If, on a motion, asserting the defense number (6), to dismiss for failure of the pleading to state a
claim upon which relief can be granted, matters outside the pleading are presented to and not
excluded by the court, the motion shall be treated as one for summary judgment and disposed
of as provided in Rule 56. In such case, all parties shall be given reasonable opportunity to
present all material made pertinent to such a motion by Rule 56.
(C) Motion for judgment on the pleadings. After the pleadings are closed but within such
time as not to delay the trial, any party may move for judgment on the pleadings. If, on a
motion for judgment on the pleadings, matters outside the pleadings are presented to and not
excluded by the court, the motion shall be treated as one for summary judgment and disposed
of as provided in Rule 56, and all parties shall be given reasonable opportunity to present all
material made pertinent to such a motion by Rule 56.
(D) Preliminary determination. Whether made in a pleading or by motion, the defenses
specifically enumerated (1) to (8) in subdivision (B) of this rule, and the motion for judgment on
the pleadings mentioned in subdivision (C) of this rule shall, upon application of any party or by
order of court, be determined before trial unless substantial justice requires the court to defer
hearing until trial.
(E) Motion for more definite statement.

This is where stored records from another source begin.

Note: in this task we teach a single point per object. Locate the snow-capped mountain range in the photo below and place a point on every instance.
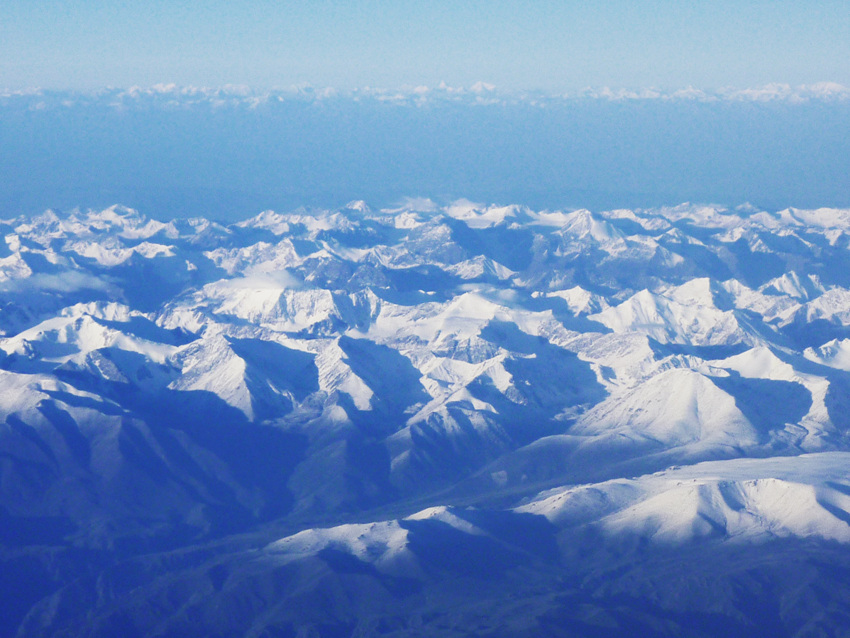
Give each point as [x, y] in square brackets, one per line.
[341, 420]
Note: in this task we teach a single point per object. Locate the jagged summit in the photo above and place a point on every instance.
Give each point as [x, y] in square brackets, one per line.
[299, 374]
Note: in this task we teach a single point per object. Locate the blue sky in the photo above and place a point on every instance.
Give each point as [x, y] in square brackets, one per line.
[546, 45]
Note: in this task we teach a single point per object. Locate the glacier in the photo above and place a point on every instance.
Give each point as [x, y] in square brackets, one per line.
[460, 419]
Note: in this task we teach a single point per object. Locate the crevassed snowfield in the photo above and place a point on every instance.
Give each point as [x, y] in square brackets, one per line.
[429, 420]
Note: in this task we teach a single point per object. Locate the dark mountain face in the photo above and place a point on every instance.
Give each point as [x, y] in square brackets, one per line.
[458, 420]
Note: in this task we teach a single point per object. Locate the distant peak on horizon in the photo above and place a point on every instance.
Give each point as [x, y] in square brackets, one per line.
[477, 93]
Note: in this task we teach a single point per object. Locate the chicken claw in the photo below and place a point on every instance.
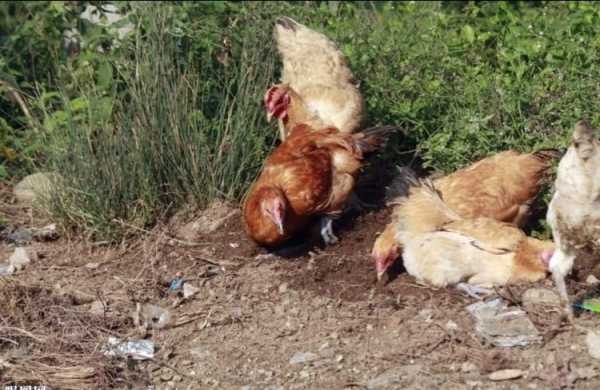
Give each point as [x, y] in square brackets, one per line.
[474, 291]
[327, 231]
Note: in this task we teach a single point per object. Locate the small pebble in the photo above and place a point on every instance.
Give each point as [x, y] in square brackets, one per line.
[303, 357]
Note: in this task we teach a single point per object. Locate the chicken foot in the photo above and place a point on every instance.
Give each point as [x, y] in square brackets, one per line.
[327, 230]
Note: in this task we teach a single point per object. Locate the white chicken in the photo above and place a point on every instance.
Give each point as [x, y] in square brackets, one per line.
[443, 249]
[574, 211]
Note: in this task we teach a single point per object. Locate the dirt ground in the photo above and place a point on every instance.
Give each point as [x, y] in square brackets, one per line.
[300, 319]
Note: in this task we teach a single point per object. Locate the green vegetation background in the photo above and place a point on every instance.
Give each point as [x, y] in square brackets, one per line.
[172, 113]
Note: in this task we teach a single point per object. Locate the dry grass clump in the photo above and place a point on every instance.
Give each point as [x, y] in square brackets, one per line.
[47, 338]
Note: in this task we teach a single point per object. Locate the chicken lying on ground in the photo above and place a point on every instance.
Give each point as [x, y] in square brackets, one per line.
[441, 249]
[311, 174]
[501, 187]
[574, 211]
[317, 87]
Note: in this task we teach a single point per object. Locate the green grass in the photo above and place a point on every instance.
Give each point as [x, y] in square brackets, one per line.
[161, 121]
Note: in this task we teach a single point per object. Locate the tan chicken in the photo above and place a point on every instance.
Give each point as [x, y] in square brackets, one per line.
[311, 174]
[501, 187]
[441, 249]
[574, 211]
[317, 87]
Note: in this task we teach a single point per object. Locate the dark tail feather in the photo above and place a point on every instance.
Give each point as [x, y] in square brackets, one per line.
[373, 138]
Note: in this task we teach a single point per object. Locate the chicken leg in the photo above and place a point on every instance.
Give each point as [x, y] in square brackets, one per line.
[560, 265]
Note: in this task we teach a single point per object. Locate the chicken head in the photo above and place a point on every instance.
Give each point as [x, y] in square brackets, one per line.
[574, 212]
[385, 252]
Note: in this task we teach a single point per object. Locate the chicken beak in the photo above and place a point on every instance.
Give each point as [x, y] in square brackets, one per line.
[381, 265]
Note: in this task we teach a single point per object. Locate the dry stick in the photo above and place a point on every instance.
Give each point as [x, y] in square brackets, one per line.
[21, 102]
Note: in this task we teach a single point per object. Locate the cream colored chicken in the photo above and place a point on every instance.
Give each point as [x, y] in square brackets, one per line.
[500, 187]
[446, 250]
[317, 87]
[574, 211]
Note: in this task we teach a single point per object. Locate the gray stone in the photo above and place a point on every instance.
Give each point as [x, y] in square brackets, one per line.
[395, 377]
[19, 259]
[503, 326]
[540, 296]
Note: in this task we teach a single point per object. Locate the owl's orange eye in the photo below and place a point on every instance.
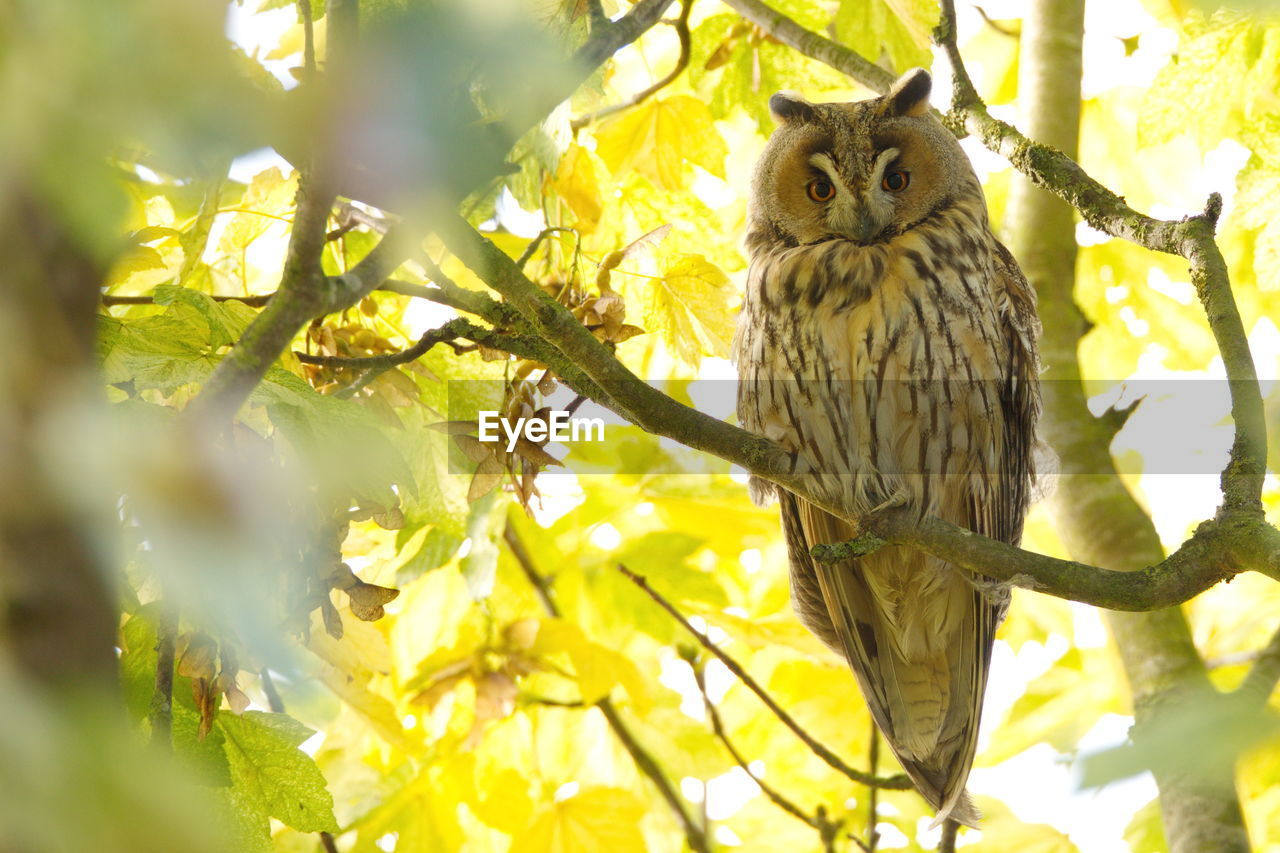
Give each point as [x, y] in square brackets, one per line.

If a pleading to which a responsive pleading is
permitted is so vague or ambiguous that a party cannot reasonably be required to frame a
responsive pleading, he may move for a more definite statement before interposing his
responsive pleading. The motion shall point out the defects complained of and the details
desired. If the motion is granted and the order of the court is not obeyed within twenty [20]
days after notice of the order or within such other time as the court may fix, the court may strike
the pleading to which the motion was directed or make such order as it deems just.
(F) Motion to strike. Upon motion made by a party before responding to a pleading, or, if no
responsive pleading is permitted by these rules, upon motion made by a party within twenty
[20] days after the service of the pleading upon him or at any time upon the court’s own
initiative, the court may order stricken from any pleading any insufficient claim or defense or
any redundant, immaterial, impertinent, or scandalous matter.
(G) Consolidation of defenses in motion. A party who makes a motion under this rule may
join with it any other motions herein provided for and then available to him. If a party makes a
motion under this rule but omits therefrom any defense or objection then available to him
which this rule permits to be raised by motion, he shall not thereafter make a motion based on
the defense or objection so omitted. He may, however, make such motions as are allowed under
subdivision (H)(2) of this rule.
(H) Waiver or preservation of certain defenses.
(1) A defense of lack of jurisdiction over the person, improper venue, insufficiency of process,
insufficiency of service of process, or the same action pending in another state court of this
state is waived to the extent constitutionally permissible:
(a) if omitted from a motion in the circumstances described in subdivision (G),
(b) if it is neither made by motion under this rule nor included in a responsive pleading
or an amendment thereof permitted by Rule 15(A) to be made as a matter of course.
(2) A defense of failure to state a claim upon which relief can be granted, a defense of failure to
join an indispensable party under Rule 19(B), and an objection of failure to state a legal
defense to a claim may be made in any pleading permitted or ordered under Rule 7(A) or
by motion for judgment on the pleadings, or at the trial on the merits.